Mais ils étaient trop nombreux. Alors que la barricade de la porte cédait à son tour, Marà, Guznik et lui furent durement repoussés par une escouade de zombies plus puissants que la moyenne. Il se redressa tant bien que mal, quelque chose de liquide lui brouillait la vue, qu’il ne pouvait pas ôter à cause de son heaume, et certains mouvements lui semblaient plus durs à effectuer que d’ordinaire. Il comprit avec le même détachement qui l’avait guidé ces dernières longues minutes que c’était la fin. Fin qui ne lui laissait qu’un goût amer dans la bouche. Derrière lui, Marà ne semblait plus pouvoir se relever mais gardait ses armes en main, chantant d’une voix faible un air qu’il reconnaissait à présent et ne connaissait que trop bien. A ses cotés, Guznik s’élançait désespérément en un ultime assaut tandis que Dyrr incantait un dernier sort, désireux de détruire le plus possible de cette vague de morts qui s’apprêtait à les engloutir.
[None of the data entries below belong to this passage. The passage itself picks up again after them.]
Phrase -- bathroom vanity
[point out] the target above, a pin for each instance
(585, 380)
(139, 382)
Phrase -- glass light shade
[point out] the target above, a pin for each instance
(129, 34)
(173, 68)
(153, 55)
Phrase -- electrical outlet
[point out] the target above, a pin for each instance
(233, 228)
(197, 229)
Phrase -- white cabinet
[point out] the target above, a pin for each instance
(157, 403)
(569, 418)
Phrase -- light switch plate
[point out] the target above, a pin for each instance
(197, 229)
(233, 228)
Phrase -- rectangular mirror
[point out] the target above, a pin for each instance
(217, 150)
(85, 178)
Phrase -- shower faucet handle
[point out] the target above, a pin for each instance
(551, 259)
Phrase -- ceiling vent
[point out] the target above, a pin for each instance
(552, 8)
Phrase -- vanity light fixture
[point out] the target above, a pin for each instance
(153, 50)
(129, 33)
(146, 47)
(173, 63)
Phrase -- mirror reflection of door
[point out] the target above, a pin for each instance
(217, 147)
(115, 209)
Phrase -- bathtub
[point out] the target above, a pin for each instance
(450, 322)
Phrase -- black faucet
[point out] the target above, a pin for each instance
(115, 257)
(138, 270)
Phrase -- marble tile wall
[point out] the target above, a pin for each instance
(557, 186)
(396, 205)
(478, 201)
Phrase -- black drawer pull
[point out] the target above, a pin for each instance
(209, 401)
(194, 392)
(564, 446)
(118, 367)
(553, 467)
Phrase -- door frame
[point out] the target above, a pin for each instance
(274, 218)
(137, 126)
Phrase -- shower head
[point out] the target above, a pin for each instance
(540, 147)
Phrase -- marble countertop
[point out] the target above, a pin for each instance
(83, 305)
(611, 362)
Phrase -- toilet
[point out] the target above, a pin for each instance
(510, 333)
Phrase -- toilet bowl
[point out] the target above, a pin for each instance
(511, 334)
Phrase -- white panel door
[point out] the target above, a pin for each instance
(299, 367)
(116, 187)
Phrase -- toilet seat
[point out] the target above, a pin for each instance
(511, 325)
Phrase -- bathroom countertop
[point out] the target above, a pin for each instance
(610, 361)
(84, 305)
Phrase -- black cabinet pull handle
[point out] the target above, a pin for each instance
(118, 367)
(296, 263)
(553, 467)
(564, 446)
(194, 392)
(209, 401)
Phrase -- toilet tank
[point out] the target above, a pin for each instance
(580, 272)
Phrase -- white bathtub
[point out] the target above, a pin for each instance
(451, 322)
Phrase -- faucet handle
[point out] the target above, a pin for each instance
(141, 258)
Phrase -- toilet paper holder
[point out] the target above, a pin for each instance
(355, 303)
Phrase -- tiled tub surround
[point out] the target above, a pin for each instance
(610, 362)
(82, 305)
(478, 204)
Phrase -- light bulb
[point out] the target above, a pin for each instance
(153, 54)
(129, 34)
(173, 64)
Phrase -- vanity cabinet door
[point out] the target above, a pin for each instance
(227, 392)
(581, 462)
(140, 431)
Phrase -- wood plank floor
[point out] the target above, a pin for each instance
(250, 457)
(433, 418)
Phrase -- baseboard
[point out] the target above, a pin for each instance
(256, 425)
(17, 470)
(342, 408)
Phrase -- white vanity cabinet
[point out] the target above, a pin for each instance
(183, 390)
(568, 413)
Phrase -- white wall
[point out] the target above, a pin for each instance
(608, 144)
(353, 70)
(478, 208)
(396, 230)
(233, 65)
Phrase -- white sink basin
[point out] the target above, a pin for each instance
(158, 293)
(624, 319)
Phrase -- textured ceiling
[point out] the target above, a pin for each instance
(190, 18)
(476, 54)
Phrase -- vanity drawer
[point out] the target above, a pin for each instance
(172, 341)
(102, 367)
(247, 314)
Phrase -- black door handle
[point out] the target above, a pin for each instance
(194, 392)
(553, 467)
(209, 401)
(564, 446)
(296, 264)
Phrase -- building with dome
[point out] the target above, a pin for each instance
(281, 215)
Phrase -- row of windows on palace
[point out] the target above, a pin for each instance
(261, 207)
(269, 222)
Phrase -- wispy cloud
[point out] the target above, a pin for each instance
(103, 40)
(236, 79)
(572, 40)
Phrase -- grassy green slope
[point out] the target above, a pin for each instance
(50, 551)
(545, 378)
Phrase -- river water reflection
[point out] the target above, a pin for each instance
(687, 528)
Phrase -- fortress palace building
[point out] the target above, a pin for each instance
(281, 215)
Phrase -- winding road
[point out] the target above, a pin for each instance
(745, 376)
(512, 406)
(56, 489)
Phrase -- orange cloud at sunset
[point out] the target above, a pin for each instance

En face d’eux, le seul mage restant en vie, celui qu’ils connaissaient sous le nom d’Ignavus Rime-Arcane, se fit brutalement renverser par une goule qui plongea ses griffes vers lui, et…

Le monde implosa alors en une multitude d’éclats noirs.


Il se réveilla brusquement dans un des hamacs de la taverne hordeuse de Dalaran, en proie à de sévère courbatures, à un mal de crâne sans pareille et à une panique qui menaçait de le submerger entièrement. Autour de lui, ses frères d’armes émergeaient peu à peu, tous là, tous en vie, se débattant tous avec les dernières bribes d’une même terreur sans nom.